If you find something good to do, please do not do it. It could be an awful mistake.
I’ll give you an example: would you stand up to protect someone’s privacy, especially their medical privacy? I certainly consider medical privacy a good thing!
But try out this report:
Dr Mourik said he would not invite the protesters [to a forum] because “they are not interested in women’s privacy”.
“They believe protection of the baby’s life is worth invading people’s privacy over,” he said.
Mourik wants to move protesters away from the Albury clinic that completes abortions, to protect privacy. Those protesters, without breaking any law, believe something as petty as protection of the baby’s life. How foolish!
If we automatically move to protect privacy we might thereby support killing babies in the womb. To support one good can destroy another good. Which one would you choose?
There are plenty of cases when good things compete, and only one good can succeed. Freedom is good, but we judge some crimes require imprisonment. Opioid drugs are powerfully helpful, but we agree that their distribution needs strong restriction. Speech creates culture, but we know the need for anti-libel laws. Good versus good, and the best should prevail.
There’s a second place in which good is a bad idea, and this is much more common. We shouldn’t do good when we can do better. This is not when good competes, but when goods compare.

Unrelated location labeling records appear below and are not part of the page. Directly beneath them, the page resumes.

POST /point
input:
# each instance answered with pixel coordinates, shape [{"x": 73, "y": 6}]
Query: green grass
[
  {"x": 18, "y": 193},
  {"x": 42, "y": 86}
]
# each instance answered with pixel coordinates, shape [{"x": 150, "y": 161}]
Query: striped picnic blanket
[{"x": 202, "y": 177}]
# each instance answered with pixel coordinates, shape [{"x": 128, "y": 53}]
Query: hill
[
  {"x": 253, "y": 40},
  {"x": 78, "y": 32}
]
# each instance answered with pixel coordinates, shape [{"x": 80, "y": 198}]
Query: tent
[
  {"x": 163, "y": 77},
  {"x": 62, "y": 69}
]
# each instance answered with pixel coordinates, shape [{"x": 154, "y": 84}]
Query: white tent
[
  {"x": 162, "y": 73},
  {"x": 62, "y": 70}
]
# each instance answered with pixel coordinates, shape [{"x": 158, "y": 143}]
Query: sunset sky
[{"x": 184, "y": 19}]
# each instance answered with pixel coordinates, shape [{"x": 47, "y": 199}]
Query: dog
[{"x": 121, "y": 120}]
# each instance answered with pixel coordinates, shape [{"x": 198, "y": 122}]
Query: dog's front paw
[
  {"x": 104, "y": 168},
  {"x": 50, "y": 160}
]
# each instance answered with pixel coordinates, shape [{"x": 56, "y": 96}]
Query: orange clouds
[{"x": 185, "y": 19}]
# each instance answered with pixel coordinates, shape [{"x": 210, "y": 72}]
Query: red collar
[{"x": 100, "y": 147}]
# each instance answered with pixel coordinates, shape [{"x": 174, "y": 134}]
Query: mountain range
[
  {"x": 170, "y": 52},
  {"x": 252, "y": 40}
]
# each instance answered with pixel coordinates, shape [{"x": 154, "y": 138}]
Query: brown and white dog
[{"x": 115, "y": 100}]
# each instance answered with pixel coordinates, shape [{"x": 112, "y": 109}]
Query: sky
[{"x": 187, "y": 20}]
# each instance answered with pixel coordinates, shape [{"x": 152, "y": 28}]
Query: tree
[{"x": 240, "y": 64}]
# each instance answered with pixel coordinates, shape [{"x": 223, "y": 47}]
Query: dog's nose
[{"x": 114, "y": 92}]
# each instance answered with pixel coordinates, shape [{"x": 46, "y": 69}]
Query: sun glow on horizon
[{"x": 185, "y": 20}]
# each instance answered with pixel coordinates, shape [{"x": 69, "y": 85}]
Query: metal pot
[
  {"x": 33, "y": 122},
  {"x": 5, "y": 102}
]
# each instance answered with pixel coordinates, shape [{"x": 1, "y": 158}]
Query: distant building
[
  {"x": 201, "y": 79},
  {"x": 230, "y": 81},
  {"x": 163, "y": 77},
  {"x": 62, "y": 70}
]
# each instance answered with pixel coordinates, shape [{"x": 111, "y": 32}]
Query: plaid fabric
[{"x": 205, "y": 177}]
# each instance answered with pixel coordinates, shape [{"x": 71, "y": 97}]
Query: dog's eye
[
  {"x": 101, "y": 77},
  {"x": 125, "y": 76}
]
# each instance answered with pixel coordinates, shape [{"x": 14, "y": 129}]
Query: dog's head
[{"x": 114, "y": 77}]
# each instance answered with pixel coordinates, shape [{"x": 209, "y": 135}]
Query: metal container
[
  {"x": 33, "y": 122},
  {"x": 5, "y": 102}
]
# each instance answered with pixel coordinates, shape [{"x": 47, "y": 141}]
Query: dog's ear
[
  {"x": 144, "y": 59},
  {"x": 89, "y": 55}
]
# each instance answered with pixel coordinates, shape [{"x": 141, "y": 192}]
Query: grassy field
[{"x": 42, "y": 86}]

For example, you find two charities working in a famine zone, but which do you choose? If their main difference is how much goes on administration and advertising (25% versus 10%), I’d say go for the latter. They’re both good, and they don’t cancel one another out, but one is better.
Comparison and choice of the better seems to be behind Paul not taking Mark on mission with him (Acts 15:38). The choice of what is best time management is every Christians’ duty (Ephesians 5:16, Colossians 4:5). And doing the better thing, even when painful, is fatherly – for both human and divine parents (Hebrews 12:10).
Tragically, so many fellow citizens frantically chase a good that is far from the best. And Christians are as affected as any other group!
Instead of peace with God and love for neighbour we choose: comfortable housing, a career path, educational or sporting ‘success’ as our kids’ priority, travel, and all the temporary things of this world.